Our Journey Towards Cultural Humility by Dr. Taj Smith
I’m so excited to have been hired as the new Director of Diversity Education. In my three months on campus, I’ve been inspired by all the nerdiness, creativity and innovation.
When I share the latest RIT events, programs or tech’d out campus spaces with colleagues across the country they are envious. When I compare us to our national and regional competitors as it relates to diversity, inclusion and equity we are doing quite well. That said we’ve got work to do.
We’ve got to demonstrate our greatness not to others, but to ourselves. We have to become a community that is comfortable with the discomfort of learning. We’ve got to become skilled colleagues and peers who are capable of empathy, disagreement and solidarity. We have to become faculty and staff who are able to respect, educate and support our increasingly diverse student population.
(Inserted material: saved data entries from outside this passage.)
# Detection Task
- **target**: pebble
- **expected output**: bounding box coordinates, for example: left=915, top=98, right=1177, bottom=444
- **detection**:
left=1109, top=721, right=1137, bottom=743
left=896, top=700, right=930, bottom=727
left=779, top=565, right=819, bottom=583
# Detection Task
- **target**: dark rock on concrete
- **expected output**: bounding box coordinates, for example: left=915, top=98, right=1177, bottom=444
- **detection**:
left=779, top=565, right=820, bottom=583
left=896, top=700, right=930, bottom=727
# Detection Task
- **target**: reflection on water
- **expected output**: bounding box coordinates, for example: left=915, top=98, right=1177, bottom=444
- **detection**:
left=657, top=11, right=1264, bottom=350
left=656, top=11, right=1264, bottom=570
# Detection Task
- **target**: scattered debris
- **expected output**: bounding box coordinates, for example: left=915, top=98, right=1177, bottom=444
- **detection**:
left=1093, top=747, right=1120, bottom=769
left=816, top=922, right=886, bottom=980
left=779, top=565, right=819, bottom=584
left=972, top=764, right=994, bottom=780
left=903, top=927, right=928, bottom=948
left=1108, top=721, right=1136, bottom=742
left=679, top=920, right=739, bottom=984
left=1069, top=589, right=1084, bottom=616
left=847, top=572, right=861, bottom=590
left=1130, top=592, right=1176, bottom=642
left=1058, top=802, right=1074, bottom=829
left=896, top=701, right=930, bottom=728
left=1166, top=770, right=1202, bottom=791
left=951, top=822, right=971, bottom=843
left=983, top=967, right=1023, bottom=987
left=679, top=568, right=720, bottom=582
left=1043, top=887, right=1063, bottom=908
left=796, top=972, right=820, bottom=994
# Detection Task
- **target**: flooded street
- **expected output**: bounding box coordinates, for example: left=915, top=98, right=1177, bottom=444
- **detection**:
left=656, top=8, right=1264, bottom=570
We’ve got to become a community where policies, practices and tradition don’t maintain the marginalization of historically underrepresented and less privileged groups. And finally, we’ve got to meet the employers’ demand for graduating analytical and socially informed students.
I am tasked with coordinating the experiential education and training opportunities to help us create this climate. Our framework for this work will be grounded in cultural humility. It is a humble self-examination and accountability process that helps people and institutions think critically about their values, implicit biases and quality of intercultural interactions.
Over the next 3-5 years, I expect to engage a critical mass (65% for each population: students, staff, faculty, senior leaders) that has acquired knowledge and practiced the relevant skills. Once we’ve done that we will have leveraged our existing diversity and created a culture of inclusion.
You might be asking, “How can we establish a culture of equity-based inclusion if only 65% are asked to invest and/or comply?” Well, the simple answer is that I’m a realist. Not everyone experiences diversity of people as a strength. Not everyone is ready to take that first step to look at themselves in the mirror. Not everyone acknowledges that we living today are burdened by historical inequalities and cultures of dominance-based exclusion. We must make every effort to invite the 35% to join the conversation, but not become so consumed by their absence we divest in our growth.
In July 2019, you will be able to access a diversity education menu from the Division of Diversity Inclusion’s website that provides a listing of learning opportunities. Many of the options will be facilitated by myself, but also done in partnership with programs, offices, departments and majors across campus. This kind of work takes a village, and I’m thankful to the 164 employees and students who have provided their feedback to shape this strategic and deeply meaningful initiative.